Multi-dimensional Data Study Guide

Author: Kartik Kapur

Overview

Overview

Multi-dimensional Data We are now looking at the problem of storing multi-dimensional keys. A common problem that we deal with with Muli-dimensional data is finding the nearest element. It is hard to find an efficient solution using our data structures that we have learned so far such as the Hash Table. In fact, it takes O(N) time to run nearest. This is because in a HashTable, we have no clue where points are so we have to iterate through all the entries.

Uniform Partitioning In order to improve our naive version of nearest in a HashMap, we can attempt to employ Uniform Partitioning. Uniform Partitioning basically means that 1 bucket in our HashMap will correspond to a certain subset of points in our data. This means we have to only iterate through the bucket which has points closest to us. As a result, running Nearest takes time inversely proportional to the number of buckets. That means nearest usually takes O(N/number of buckets time)- which is still O(N), but it is much better in the real world.

QuadTrees As we know, Trees have a sense of ordering in contrast to Hashtables which have no such quality. An idea would be to use a Binary Search Tree, but how would we tell if a two dimension point is “less than” another (would we sort on X value or Y Value). No matter which one we pick, we lose some information.

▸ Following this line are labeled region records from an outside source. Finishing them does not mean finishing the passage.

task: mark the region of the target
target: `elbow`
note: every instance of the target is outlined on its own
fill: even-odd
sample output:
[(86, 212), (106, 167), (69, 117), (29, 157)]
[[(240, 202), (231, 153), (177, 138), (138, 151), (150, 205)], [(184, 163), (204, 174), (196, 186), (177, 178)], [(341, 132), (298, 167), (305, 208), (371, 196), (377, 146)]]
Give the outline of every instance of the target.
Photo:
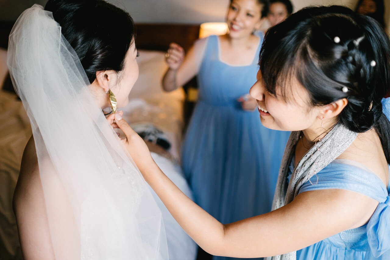
[(218, 256), (229, 256), (226, 254), (229, 245), (227, 244), (225, 238), (226, 227), (222, 224), (221, 232), (218, 232), (218, 235), (211, 235), (207, 241), (205, 241), (204, 244), (199, 245), (206, 252), (213, 255)]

A natural approach is to make a new type of Tree– the QuadTree. The QuadTree has 4 neighbors, Northwest,Northeast, Southwest, and Southeast. This is called spatial partitioning, and differs from our approach of Uniform Partitioning because we do not have precut areas where we have points. Instead, each time we move down the QuadTree, we narrow down our possible searchable area until we reach a goal point.

K-D Trees One final data structure that we have for dealing with 2 dimensional data would be the K-d Tree. Essentially the idea of a K-D tree is that it’s a normal Binary Search Tree, except we alternate what value we’re looking at when we traverse through the tree. For example at the root everything to the left has an X value less than the root and everything to the right has a X value greater than the root. Then on the next level, every item to the left of some node has a Y value less than that item and everything to the right has a Y value greater than it.